Acórdão nº 914/07.7TDLSB.L1-9 de Court of Appeal of Lisbon (Portugal), 26 de Abril de 2012

Magistrado ResponsávelALMEIDA CABRAL
Data da Resolução26 de Abril de 2012
EmissorCourt of Appeal of Lisbon (Portugal)

Decisão Texto Parcial:


Acordam, em conferência (art.º 419.º, n.º 3, al. c), do C.P.P.), os Juízes da 9.ª Secção do Tribunal da Relação de Lisboa: 1 – No 4.º Juízo Criminal de Lisboa, Processo Comum Singular n.º 910/07.7TDLSB, onde é arguido A...

, e assistente/recorrente B...

, havendo aquele sido acusado da prática de um crime de “gravações ilícitas”, p. p. nos termos do art.º 199.º, n.º 1, al. a) do Código Penal, veio do mesmo a ser absolvido, por suposta existência de causa de exclusão da respectiva ilicitude.

Porém, com a referida decisão absolutória não se conformou o assistente, pelo que da mesma interpôs o presente recurso, o qual sustentou na verificação de todos os elementos típicos do crime de “gravações ilícitas”, quer na previsão da al. a), n.º 1, do art.º 199.º do Cód. Penal, quer da al. b), devendo, por isso, ser proferida sentença condenatória.

Da respectiva motivação extraiu as seguintes conclusões: “(…) 1 - Resulta dos factos que o Tribunal a quo considerou provados - grande parte dos quais foi alegada pelo Arguido na sua contestação - que o Recorrido praticou a factualidade típica do crime de gravações ilícitas (artigo 199.º do Código Penal), quer quando (no dia 22 de Janeiro de 2006), sem consentimento, gravou as palavras do Assistente (n.º 1, alínea a); quer quando (no dia 23 de Janeiro de 2006), sem consentimento, entregou a gravação às autoridades, permitindo que estas a utilizassem (alínea b).

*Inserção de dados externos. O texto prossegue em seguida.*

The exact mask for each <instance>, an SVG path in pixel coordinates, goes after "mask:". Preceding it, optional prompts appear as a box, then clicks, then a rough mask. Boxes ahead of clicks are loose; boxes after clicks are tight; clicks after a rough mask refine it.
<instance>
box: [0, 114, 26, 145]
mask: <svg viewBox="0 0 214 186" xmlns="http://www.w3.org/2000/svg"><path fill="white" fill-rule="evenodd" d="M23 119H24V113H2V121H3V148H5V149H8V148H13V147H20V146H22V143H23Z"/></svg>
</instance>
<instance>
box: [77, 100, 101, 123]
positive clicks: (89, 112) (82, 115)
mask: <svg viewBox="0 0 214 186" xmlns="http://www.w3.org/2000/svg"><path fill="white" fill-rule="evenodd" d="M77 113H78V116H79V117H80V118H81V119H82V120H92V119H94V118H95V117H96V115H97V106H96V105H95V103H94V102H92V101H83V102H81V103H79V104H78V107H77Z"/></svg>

2 – O ilícito criminal indiciado pela prática da segunda modalidade de conduta típica entrega às autoridades - não foi afastado pela ocorrência de nenhuma causa de justificação. Nem das causas gerais de justificação presentes na Parte Geral do Código Penal; nem das excludentes da ilicitude dispersas pela unidade da ordem jurídica e particularmente pela lei processual penal.

3 - A gravação e a utilização das gravações para efeitos de processo penal só são legítimas e admissíveis preenchidos que sejam todos os pressupostos - materiais, orgânicos, procedimentais e formais - prescritos nas pertinentes autorizações legais. Que, invariavelmente, fazem depender a validade e a justificação da prévia e insuprível autorização jurisdicional.

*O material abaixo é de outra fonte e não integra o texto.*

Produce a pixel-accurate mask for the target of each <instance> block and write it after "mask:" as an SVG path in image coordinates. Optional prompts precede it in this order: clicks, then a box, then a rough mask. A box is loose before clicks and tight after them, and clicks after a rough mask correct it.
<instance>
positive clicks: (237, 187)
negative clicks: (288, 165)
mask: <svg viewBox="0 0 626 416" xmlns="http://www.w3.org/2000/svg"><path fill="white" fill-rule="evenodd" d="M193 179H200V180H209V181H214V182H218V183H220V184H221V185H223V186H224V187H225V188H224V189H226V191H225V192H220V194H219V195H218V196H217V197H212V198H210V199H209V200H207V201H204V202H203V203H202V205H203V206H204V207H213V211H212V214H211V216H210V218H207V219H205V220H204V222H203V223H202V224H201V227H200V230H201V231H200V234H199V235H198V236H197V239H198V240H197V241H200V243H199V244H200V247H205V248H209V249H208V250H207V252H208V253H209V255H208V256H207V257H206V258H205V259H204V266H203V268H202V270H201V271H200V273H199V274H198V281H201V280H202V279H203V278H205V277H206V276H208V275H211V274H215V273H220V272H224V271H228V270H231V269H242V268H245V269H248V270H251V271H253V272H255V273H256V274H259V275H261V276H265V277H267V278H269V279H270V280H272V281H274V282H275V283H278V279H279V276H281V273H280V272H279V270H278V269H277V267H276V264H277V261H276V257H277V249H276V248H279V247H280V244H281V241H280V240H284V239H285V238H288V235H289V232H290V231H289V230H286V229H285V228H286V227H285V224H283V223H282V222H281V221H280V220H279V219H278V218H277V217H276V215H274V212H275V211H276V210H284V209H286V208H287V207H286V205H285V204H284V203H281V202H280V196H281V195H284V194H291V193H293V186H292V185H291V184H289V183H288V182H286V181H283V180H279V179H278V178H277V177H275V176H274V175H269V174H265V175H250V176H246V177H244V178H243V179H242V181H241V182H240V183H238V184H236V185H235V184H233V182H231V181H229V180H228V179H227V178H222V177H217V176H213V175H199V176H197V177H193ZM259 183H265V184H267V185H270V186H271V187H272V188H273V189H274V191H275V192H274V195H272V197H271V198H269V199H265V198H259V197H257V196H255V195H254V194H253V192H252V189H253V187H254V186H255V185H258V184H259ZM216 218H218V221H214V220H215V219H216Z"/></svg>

4 - A gravação feita pelo Recorrido sem consentimento do Recorrente, no dia 22 de Janeiro de 2006, não está justificada pelo Direito de necessidade, previsto no artigo 34.º do Código Penal. Isto dada a falta, tão patente como insuprível, dos pressupostos nucleares desta causa de exclusão da ilicitude. E, particularmente: “perigo actual”, “sensível superioridade do interesse a salvaguardar” e “necessidade da acção ou do meio”.

5 - Só haveria perigo se o Recorrido decidisse criá-1o, participando na conversa que incorporava o perigo. Se houvesse perigo, ele teria sido voluntariamente criado pelo agente, sendo, como tal, irrelevante para efeitos de Direito de necessidade (alínea a) do artigo 34.º do Código Penal.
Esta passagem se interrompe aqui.